The 70’s marked Signorini’s popularity and reputation and he often travelled abroad to take part in international exhibitions. In 1870 he was appointed a member of the panel at the Esposizione Nazionale di Parma and won a prize at the Concorso di Paesaggio in Florence for his painting “Novembre”. The following year he visited Naples and in 1872 he exhibited various paintings at the Esposizione Nazionale in Milan. In 1973 his work “L’alzaia” won a prize at the Vienna Universal Exhibition and in the summer of the same year he went to London with Giuseppe de Nittis and then returned to France where he met up with his friends Boldini, Cecioni, Campriani and also met French artists.

In 1881 he visited London once again and stayed there longer than he had the first time. He also visited other English cities. He went back to England in 1883 and this period marked the high point of the artist’s career, exhibiting at the Royal Accademy and at the Grosvenor Gallery, selling paintings and sealing his success.

However Signorini’s personal life was not as successful as his career.

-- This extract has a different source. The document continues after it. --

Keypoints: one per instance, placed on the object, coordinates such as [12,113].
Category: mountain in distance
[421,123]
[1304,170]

Unfortunately all his friends knew him as an intolerant man and this was something he himself was probably aware of. It may be because of the emptiness in his personal life that, in the early 1810’s, he decided to take care of a nine-year-old girl called Irene Roppele that we find portrayed in some splendid canvases belonging to these years. From 1881 Telemaco began to spend the summers at Settignano in the district of Florence and at the same time went on regular trips to Pietramala on Mount Amiata and to Arcola and Riomaggiore in Liguria. The paintings and etchings showing the old local market in Florence were produced in 1882.

In 1889 he was on the committee of the Italian section for the Paris Esposizione Universale, together with Boldini who was its president, in 1892 he was given the post of teacher of drawing at the Istituto Superiore di Magistero Femminile in Florence and in 1897 he was on the panel of the second Esposizione Internazionale d’Arte di Venezia. He died when he was 66 years old at his home in Florence in 1901.